La mère de Wen Jiabao était une simple institutrice du nord de la Chine, son père a élevé des porcs durant les campagnes maoïstes de travail forcé à la campagne, rappellait le journal dans son enquête. Force était de constater que Yang Zhiyun, la mère du Premier ministre qui était âgée de 90 ans en 2012, « n’est pas seulement sortie de la pauvreté, elle est de façon incontestable devenue riche ». Le quotidien a cité notamment un investissement datant de 2007 au nom de Mme Yang dans une société chinoise de services financiers, pour un montant de 120 millions de dollars.

« Dans de nombreux cas, les noms des proches (de Wen Jiabao) se dissimulent derrière plusieurs paravents et des vecteurs d’investissement impliquant des amis, des collègues de travail et des associés », assurait le New York Times. D’après son enquête, la famille de l’ancien chef du gouvernement possède des intérêts diversifiés dans des banques, des bijouteries, des stations touristiques, des compagnies de télécommunication et des projets d’infrastructure, en recourant parfois à des entités offshore.
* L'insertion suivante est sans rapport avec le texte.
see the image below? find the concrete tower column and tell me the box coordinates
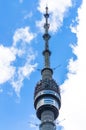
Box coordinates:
[40,110,56,130]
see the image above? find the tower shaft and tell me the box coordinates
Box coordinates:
[40,110,55,130]
[34,7,61,130]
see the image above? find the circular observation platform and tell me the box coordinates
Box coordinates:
[34,79,61,120]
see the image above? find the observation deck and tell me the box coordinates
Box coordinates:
[34,78,61,119]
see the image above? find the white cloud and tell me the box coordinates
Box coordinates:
[36,0,72,33]
[11,51,37,96]
[70,17,79,34]
[0,45,15,84]
[13,27,35,46]
[24,12,33,20]
[0,27,37,96]
[60,1,86,130]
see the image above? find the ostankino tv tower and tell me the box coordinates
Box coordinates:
[34,7,61,130]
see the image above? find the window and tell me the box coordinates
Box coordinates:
[44,98,53,104]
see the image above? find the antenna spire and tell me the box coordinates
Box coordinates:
[43,6,51,68]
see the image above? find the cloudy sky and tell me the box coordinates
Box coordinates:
[0,0,85,130]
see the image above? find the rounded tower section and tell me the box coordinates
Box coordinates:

Cette enquête, qui n’a pas été au goût de Pékin, lui a valu d’être censuré sur le territoire. Désormais, pour y accéder, les utilisateurs ne peuvent passer que par des canaux restreints parmi lesquels l’utilisation de VPN ou simplement en accédant directement à l’application du New York Times depuis son terminal mobile.

Mais, en juillet dernier, une loi formulée par l’administration du cyberespace chinois a interdit aux applications de faire des « publications ou diffusions d'informations ou de contenus interdits ». L’autorité a stipulé que les applications ne peuvent pas « s'engager dans des activités interdites par des lois et des règlements tels que mettre en danger la sécurité nationale, perturber l'ordre social et violer les droits et intérêts légitimes des autres ».
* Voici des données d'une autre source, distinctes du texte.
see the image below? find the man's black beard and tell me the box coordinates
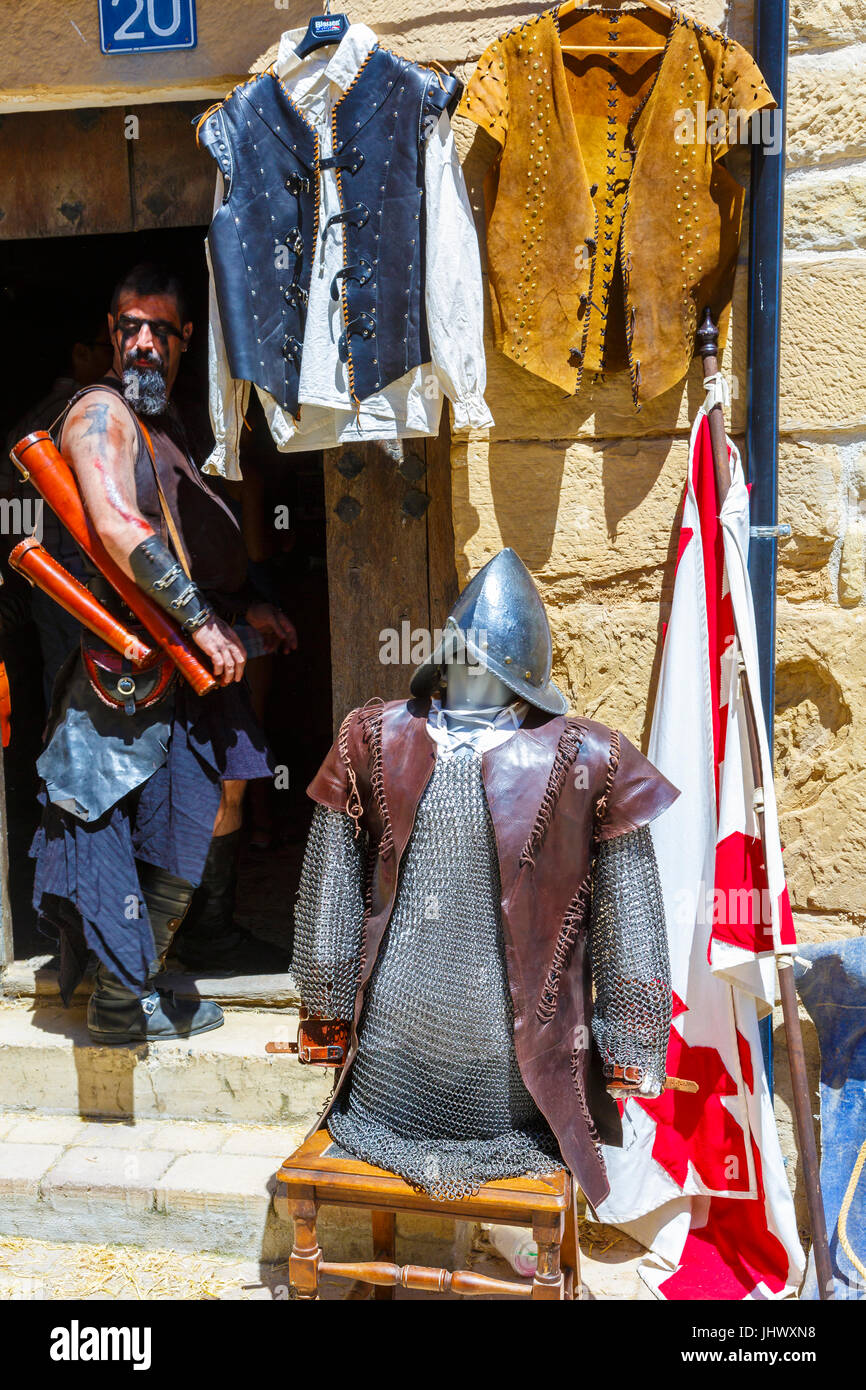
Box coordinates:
[122,364,168,417]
La conséquence ? En fin décembre, Apple a retiré l’application du New York Times de sa vitrine de téléchargement pour satisfaire les exigences des autorités de son troisième plus grand marché. Pour justifier le fait que les versions anglaises et chinoises du New York Times ont été retirées, Carolyn Wu et Fred Sainz, porte-paroles d’Apple, ont déclaré que « nous avons été informé que l’application était en violation avec la législation locale (...) par conséquent, l'application doit être retirée de l'app store Chine. Lorsque cette situation va changer, l'app store va de nouveau proposer l'application New York Times en téléchargement en Chine ».
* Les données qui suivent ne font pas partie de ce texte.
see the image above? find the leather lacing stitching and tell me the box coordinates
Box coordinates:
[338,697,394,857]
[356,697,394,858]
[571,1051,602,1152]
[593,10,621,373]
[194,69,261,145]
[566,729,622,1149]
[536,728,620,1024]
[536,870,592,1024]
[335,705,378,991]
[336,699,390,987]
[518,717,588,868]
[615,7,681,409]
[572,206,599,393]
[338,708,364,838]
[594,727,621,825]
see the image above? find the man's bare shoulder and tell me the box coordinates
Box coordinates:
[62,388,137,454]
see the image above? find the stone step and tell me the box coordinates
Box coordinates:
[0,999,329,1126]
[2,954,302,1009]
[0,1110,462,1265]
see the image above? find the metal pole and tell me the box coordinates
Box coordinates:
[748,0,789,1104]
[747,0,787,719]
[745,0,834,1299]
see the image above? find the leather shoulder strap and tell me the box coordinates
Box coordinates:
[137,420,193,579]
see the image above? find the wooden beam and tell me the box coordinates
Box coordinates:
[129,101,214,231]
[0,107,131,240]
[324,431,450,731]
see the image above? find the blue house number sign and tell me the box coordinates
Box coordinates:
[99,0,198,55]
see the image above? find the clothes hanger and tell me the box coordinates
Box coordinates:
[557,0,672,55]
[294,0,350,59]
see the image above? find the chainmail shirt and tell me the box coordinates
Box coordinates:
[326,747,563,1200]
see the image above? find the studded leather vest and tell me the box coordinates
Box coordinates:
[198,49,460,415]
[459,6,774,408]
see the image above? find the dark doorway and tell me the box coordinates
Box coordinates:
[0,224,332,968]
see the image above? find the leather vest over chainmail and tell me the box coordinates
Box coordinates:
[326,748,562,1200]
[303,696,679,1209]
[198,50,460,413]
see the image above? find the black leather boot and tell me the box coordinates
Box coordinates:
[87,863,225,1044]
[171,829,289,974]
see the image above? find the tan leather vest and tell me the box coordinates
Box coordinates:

Réclamant des explications, le Times s’est adressé aux porte-paroles qui ont décliné de répondre à la question de savoir exactement quelles lois le New York Times avaient violé. Le quotidien assure que ses bureaux à Beijing n’ont pas été contacté par le gouvernement chinois à propos de cette affaire. Raison pour laquelle Eileen Murphy, un porte-parole du NYT à New York, a demandé à Apple de reconsidérer cette décision. « La demande des autorités chinoises de retirer nos applications fait partie d’une ambition plus grande qui vise à empêcher les lecteurs en Chine d'accéder à une couverture médiatique indépendante par le New York Times de ce pays, une couverture qui n'est pas différente du journalisme que nous faisons sur tous les autres pays le monde », a déclaré Murphy dans un communiqué.

« Apple a précédemment retiré d'autres applications médias moins importantes de sa vitrine de téléchargement en Chine. Nous ne savons pas comment la société évalue les demandes de Pékin avant de se décider à supprimer des applications ou s’il lui arrive même de résister », a indiqué le New York Times qui n’a pas manqué de rappeler le bras de fer qu’Apple a lancé aux États-Unis avec le FBI, résistant aux injonctions de la cour.

Ce n'est pas la première fois que le gouvernement chinois a réussi à contraindre Apple à fermer un service. Par exemple, suite à une loi promulguée en mars 2016 imposant des restrictions strictes à la publication en ligne, en particulier pour les entreprises étrangères, Apple s’est vu contraint à fermer en avril 2016 ses services en ligne permettant de lire un livre ou de regarder un film.

La Chine est le troisième marché le plus lucratif d'Apple où l’entreprise a fait un chiffre d'affaires de 8,8 milliards de dollars dans son quatrième trimestre, juste derrière le chiffre d’affaire réalisé en Europe. Mais les ventes ont reculé de 30% l'année dernière, en raison de la concurrence accrue des concurrents nationaux.